Photo/Illutration A photograph of slain reporter Tomohiro Kojiri is on display in the archive room at The Asahi Shimbun's Hanshin Bureau in Nishinomiya, Hyogo Prefecture, on May 3, 2024. (Asahi Shimbun file photo)

NISHINOMIYA, Hyogo Prefecture—A special altar will be set up in The Asahi Shimbun's Hanshin Bureau here on May 3 on the 38th anniversary of a deadly attack that took the life of a young reporter. 

The event will commemorate slain reporter Tomohiro Kojiri, 29.

The public can visit the special altar on the first floor of the bureau, which is located near Hanshin Nishinomiya Station, from 9 a.m. to 2 p.m. on the day.

It will also make a notebook available for the public to write down their thoughts.

The archive room documenting the case, located on the bureau’s third floor, will be open to the public on the day.

The incident occurred on Constitution Day in 1987.
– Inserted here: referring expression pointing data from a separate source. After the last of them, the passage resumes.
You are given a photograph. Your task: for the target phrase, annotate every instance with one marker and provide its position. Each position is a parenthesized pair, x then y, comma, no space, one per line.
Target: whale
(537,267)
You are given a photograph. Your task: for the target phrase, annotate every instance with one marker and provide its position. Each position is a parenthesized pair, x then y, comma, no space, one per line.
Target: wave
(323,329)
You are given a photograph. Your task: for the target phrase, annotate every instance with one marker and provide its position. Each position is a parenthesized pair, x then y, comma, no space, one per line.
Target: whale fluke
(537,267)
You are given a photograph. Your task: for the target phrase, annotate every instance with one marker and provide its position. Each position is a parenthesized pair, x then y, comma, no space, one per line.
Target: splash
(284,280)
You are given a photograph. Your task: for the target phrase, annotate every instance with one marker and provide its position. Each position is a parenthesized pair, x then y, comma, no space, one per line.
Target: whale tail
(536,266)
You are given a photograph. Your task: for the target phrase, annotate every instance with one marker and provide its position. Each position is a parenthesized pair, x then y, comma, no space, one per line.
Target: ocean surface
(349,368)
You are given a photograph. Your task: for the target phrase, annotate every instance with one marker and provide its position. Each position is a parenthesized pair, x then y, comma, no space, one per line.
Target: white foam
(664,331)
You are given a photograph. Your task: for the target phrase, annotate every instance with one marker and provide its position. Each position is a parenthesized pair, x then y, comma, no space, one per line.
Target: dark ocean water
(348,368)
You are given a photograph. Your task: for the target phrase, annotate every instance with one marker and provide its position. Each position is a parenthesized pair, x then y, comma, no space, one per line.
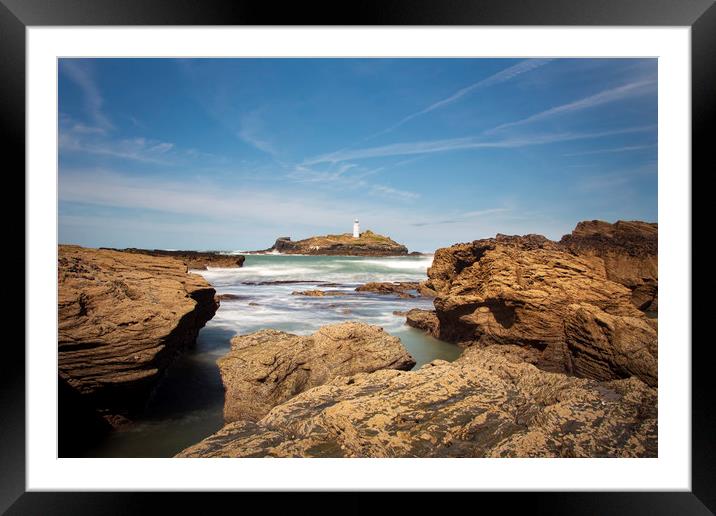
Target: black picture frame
(17,15)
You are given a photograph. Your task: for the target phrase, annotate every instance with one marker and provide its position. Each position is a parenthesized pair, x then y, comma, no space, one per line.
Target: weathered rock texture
(123,317)
(483,405)
(266,368)
(320,293)
(194,259)
(426,320)
(398,288)
(369,244)
(535,293)
(629,250)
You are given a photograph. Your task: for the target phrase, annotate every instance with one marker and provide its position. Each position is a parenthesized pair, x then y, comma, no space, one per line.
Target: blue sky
(232,153)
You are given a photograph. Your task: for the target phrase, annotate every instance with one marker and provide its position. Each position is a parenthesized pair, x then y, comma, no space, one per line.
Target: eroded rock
(483,405)
(629,251)
(199,260)
(512,290)
(266,368)
(123,318)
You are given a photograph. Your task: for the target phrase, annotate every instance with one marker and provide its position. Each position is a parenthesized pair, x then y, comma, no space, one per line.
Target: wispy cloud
(135,149)
(603,97)
(500,77)
(462,217)
(336,177)
(627,148)
(251,132)
(473,142)
(79,73)
(615,179)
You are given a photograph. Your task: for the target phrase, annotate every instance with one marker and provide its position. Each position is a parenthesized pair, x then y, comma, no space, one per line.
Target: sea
(187,404)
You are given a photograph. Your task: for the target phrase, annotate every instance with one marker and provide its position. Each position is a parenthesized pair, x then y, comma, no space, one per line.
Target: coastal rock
(194,259)
(319,293)
(603,346)
(398,288)
(369,244)
(425,320)
(123,318)
(511,290)
(483,405)
(629,251)
(266,368)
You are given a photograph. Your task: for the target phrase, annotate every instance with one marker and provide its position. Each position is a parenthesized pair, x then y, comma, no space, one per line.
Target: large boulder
(266,368)
(123,318)
(519,291)
(629,252)
(483,405)
(200,260)
(398,288)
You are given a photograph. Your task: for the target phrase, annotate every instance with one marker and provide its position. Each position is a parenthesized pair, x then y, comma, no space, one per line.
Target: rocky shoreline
(560,354)
(198,260)
(123,319)
(569,306)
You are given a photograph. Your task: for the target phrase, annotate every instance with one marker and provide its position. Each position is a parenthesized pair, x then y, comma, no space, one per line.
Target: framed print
(413,248)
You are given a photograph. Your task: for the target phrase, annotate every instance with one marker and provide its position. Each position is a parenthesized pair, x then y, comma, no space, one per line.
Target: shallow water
(187,405)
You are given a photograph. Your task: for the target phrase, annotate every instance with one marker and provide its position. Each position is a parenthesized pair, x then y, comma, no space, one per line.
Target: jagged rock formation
(123,318)
(483,405)
(535,293)
(398,288)
(369,244)
(194,259)
(629,251)
(266,368)
(425,320)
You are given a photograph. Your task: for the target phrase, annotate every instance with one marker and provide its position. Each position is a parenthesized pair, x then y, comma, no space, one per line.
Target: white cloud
(251,130)
(626,148)
(472,142)
(500,77)
(135,149)
(603,97)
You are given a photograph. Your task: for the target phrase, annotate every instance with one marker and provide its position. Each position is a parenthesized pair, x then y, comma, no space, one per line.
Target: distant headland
(366,243)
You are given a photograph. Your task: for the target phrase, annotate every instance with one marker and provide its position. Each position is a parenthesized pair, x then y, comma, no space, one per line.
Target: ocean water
(187,405)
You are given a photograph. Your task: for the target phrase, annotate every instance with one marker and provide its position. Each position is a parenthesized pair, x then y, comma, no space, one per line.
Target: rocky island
(560,361)
(559,339)
(367,244)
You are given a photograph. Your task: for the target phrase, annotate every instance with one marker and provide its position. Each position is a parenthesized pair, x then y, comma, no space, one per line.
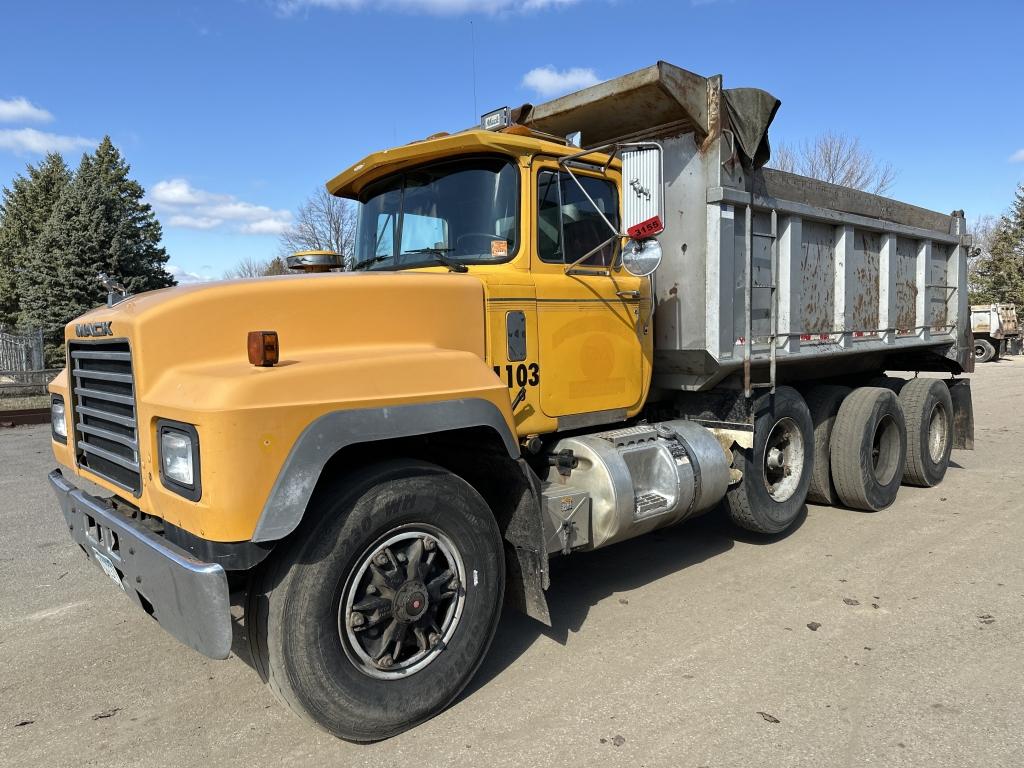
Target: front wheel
(380,609)
(983,351)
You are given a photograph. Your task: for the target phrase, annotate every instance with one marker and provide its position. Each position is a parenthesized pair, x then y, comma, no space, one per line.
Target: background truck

At around 8:15 p.m., a masked man armed with a shotgun entered the editorial office on the second floor of the bureau and fired two shots, killing Kojiri and seriously wounding another reporter, Hyoe Inukai, who was 42 at the time.

An extremist group calling itself “Sekihotai” claimed responsibility for the attack, but the culprits have never been found.

The case remained unsolved and the statute of limitations for prosecution expired in May 2002.

There were eight incidents involving people claiming to be Sekihotai members from the late 1980s to 1990.

They include a shooting at The Asahi Shimbun's Tokyo Headquarters in January 1987; an attack on The Asahi Shimbun's Nagoya Headquarters’ dormitory in September 1987; and the attempted bombing of The Asahi Shimbun's Shizuoka Bureau in March 1988.

The National Police Agency conducted a wide investigation, but the statute of limitations expired on all these cases by March 2003.